Bernard Appy, diretor do centro de cidadania fiscal e ex-secretário-executivo do ministério da fazenda
Qual é a reforma mais importante para o novo governo?
Se tivesse de escolher uma única iniciativa para melhorar as contas fiscais, seria a Previdência. É a reforma-mãe. Embora seja impopular, não é socialmente injusta.
A ideia é racionalizar o Estado. Como fazer isso?
Há vários itens. Primeiro, pegar os programas públicos e fazer uma avaliação de custos e benefícios. Segundo, identificar onde há servidores ociosos, reaproveitá-los ou demiti-los. Seria interessante voltar o regime no qual os que não são de carreiras de Estado fossem celetistas. Não faz sentido ter estabilidade ou tratamento diferenciado.
O argumento usado para relaxar o fiscal até então era o de manutenção de programas sociais. É válido?
As decisões de política fiscal hoje são fragmentadas. Aprova-se uma medida que tem um custo muito alto e ninguém discute como vai ser financiado. É fundamental trazer agora uma visão de sustentabilidade fiscal de longo prazo. A falta disso foi extremamente danosa ao Brasil.

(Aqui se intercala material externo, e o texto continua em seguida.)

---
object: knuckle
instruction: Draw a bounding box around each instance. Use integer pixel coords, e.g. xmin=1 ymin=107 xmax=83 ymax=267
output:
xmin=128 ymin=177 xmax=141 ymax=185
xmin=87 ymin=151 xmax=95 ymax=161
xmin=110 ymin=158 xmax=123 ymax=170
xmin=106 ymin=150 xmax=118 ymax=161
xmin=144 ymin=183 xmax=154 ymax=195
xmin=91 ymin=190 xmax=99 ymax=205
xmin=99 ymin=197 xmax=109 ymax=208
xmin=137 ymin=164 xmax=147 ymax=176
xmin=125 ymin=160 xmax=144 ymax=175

Dilma foi afastada por ferir a Lei de Responsabilidade Fiscal. Isso ajudará a sensibilizar os sucessores?
Talvez gere mais preocupações, mas acho que teremos de ir além da Lei de Responsabilidade Fiscal. Hoje, ela não é suficiente para resultar numa trajetória sustentável dos gastos públicos. O que não se pode é deixar em aberto o risco do setor público caminhar para a insolvência.